The NLTK provides the perfect tool to index all tags used for each word:

wordtags = nltk.ConditionalFreqDist(nltk.corpus.brown.tagged_words())

Or if you want to case-fold the words as you go:

wordtags = nltk.ConditionalFreqDist((w.lower(), t) for w, t in brown.tagged_words())

We now have an index of the tags belonging to each word (plus their frequencies, which the OP didn't care about):

>>> print(wordtags["clean"].items())
dict_items([('JJ', 48), ('NN-TL', 1), ('RB', 1), ('VB-HL', 1), ('VB', 18)])

To find the words with the most tags, fall back on general Python sorting:

>>> wtlist = sorted(wordtags.items(), key=lambda x: len(x[1]), reverse=True)
>>> for word, freqs in wtlist[:10]:
        print(word, "\t", len(freqs), list(freqs))

that     15 ['DT', 'WPS-TL', 'CS-NC', 'DT-NC', 'WPS-NC', 'WPS', 'NIL', 'CS-HL', 'WPS-HL', 
             'WPO-NC', 'DT-TL', 'DT-HL', 'CS', 'QL', 'WPO']
a        13 ['NN-TL', 'AT-NC', 'NP', 'AT', 'AT-TL-HL', 'NP-HL', 'NIL', 'AT-TL', 'NN', 
             'NP-TL', 'AT-HL', 'FW-IN-TL', 'FW-IN']
(etc.)

Answer 2

A two-line way to find the word with the greatest number of distinct tags (along with its tags):

word2tags = nltk.Index(set(nltk.corpus.brown.tagged_words()))
print(max(word2tags.items(), key=lambda wt: len(wt[1])))

Answer 3

Use a defaultdict(Counter) to keep track of words and their POS. Then sort the dictionary by the keys' len(Counter):

from collections import defaultdict, Counter
from nltk.corpus import brown

# Keeps words and pos into a dictionary 
# where the key is a word and
# the value is a counter of POS and counts
word_tags = defaultdict(Counter)
for word, pos in brown.tagged_words():
    word_tags[word][pos] +=1

# To access the POS counter.    
print 'Red', word_tags['Red']
print 'Marlowe', word_tags['Marlowe']
print

# Greatest number of distinct tag.
word_with_most_distinct_pos = sorted(word_tags, key=lambda x: len(word_tags[x]), reverse=True)[0]
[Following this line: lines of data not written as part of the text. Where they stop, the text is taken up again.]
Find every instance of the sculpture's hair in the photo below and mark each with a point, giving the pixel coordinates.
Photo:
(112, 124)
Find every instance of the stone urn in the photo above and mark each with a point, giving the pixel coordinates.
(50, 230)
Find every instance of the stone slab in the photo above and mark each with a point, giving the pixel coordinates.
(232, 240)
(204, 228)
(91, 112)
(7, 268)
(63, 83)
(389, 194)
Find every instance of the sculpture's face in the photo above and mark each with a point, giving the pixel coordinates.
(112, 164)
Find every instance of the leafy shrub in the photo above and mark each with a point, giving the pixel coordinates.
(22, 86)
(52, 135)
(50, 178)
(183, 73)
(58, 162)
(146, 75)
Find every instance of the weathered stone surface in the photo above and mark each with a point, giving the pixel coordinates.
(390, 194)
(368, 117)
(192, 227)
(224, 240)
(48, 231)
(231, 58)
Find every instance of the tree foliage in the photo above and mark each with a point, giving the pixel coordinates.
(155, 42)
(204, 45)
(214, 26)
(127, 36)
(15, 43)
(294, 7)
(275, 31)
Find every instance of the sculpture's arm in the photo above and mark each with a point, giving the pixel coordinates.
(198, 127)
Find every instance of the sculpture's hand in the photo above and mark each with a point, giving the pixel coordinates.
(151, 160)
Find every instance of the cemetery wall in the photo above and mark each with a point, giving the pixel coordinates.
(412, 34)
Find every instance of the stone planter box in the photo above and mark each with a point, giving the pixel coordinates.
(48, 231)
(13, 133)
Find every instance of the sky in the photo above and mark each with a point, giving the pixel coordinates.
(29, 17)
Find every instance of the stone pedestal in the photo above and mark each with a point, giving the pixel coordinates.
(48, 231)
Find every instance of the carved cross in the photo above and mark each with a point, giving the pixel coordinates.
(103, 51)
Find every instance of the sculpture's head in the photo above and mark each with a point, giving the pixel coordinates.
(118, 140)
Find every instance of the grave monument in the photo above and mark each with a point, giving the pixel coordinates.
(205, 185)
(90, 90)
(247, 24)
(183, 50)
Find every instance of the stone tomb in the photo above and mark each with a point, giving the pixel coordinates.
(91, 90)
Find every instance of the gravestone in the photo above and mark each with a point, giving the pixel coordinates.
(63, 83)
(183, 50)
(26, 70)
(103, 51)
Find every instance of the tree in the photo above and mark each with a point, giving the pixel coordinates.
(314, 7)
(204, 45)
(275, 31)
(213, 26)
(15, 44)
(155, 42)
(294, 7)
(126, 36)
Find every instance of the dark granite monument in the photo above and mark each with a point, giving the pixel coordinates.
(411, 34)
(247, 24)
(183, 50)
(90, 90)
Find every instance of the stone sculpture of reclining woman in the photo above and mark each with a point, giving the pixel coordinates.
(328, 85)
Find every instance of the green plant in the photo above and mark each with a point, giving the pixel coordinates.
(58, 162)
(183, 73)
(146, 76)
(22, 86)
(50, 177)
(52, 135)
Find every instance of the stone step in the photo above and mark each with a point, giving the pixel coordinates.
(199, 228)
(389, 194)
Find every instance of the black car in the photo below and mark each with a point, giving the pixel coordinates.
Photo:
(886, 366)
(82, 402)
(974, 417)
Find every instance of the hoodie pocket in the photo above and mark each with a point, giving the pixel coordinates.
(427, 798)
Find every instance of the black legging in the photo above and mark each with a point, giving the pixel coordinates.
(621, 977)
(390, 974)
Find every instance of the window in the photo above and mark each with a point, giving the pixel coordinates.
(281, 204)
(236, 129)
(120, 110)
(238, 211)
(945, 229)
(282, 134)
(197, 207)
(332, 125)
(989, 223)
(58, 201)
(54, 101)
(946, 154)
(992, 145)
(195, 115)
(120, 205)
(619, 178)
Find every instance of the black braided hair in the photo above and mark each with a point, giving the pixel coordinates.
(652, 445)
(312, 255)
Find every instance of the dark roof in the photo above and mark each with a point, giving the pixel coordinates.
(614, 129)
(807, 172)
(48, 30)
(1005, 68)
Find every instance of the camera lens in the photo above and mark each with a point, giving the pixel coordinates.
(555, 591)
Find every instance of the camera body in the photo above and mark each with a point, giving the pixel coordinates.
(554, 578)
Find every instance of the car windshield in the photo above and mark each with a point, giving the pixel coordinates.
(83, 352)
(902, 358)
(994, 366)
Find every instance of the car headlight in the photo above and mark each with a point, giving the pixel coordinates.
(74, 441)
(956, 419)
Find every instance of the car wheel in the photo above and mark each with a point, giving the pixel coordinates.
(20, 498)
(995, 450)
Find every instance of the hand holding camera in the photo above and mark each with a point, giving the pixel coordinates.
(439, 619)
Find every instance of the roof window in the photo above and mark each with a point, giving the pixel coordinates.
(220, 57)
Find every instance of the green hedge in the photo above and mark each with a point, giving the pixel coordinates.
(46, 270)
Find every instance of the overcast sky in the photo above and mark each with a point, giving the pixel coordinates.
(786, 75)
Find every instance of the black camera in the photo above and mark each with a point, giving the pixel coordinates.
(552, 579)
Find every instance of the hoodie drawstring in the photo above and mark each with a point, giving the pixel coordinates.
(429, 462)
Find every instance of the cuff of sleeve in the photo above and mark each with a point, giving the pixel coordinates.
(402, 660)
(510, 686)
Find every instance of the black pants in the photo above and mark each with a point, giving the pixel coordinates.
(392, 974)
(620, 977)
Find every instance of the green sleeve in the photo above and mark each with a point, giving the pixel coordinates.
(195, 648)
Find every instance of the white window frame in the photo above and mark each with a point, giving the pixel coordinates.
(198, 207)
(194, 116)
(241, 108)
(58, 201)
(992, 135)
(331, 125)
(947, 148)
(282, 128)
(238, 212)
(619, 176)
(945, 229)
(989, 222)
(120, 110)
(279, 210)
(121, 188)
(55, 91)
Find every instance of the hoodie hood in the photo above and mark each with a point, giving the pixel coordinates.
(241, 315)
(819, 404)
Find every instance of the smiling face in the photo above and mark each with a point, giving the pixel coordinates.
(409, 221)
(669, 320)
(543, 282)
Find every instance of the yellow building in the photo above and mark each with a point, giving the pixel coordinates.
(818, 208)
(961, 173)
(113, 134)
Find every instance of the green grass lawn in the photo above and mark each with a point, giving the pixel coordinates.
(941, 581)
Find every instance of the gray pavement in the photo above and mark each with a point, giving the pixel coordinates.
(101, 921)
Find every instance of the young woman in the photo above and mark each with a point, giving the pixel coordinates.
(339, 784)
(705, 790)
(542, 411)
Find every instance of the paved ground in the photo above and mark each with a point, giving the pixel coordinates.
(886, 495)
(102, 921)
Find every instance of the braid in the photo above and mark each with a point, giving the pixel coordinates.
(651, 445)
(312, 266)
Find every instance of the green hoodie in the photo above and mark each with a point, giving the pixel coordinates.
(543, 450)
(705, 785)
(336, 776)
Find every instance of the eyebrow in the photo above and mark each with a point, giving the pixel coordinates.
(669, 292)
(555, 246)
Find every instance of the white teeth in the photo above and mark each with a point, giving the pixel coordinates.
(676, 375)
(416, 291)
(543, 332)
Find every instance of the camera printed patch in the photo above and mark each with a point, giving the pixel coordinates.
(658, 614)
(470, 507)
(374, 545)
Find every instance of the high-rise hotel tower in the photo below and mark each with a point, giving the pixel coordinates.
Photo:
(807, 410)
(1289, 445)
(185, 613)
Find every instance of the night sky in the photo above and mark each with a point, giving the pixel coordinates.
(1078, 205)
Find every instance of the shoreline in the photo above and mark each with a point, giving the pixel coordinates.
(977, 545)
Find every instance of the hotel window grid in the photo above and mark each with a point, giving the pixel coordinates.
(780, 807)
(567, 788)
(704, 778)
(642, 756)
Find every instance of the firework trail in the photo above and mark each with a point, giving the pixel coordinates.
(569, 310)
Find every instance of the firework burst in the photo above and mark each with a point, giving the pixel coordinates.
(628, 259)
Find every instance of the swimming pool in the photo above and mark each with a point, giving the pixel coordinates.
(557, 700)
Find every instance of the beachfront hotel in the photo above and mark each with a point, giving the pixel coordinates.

print word_with_most_distinct_pos
print word_tags[word_with_most_distinct_pos]
print len(word_tags[word_with_most_distinct_pos])

[out]:

Red Counter({u'JJ-TL': 49, u'NP': 21, u'JJ': 3, u'NN-TL': 1, u'JJ-TL-HL': 1})
Marlowe Counter({u'NP': 4})

that
Counter({u'CS': 6419, u'DT': 1975, u'WPS': 1638, u'WPO': 135, u'QL': 54, u'DT-NC': 6, u'WPS-NC': 3, u'CS-NC': 2, u'WPS-HL': 2, u'NIL': 1, u'CS-HL': 1, u'WPO-NC': 1})
12

To get words with X no. of distinct POS:

# Words with 8 distinct POS
word_with_eight_pos = filter(lambda x: len(word_tags[x]) == 8, word_tags.keys())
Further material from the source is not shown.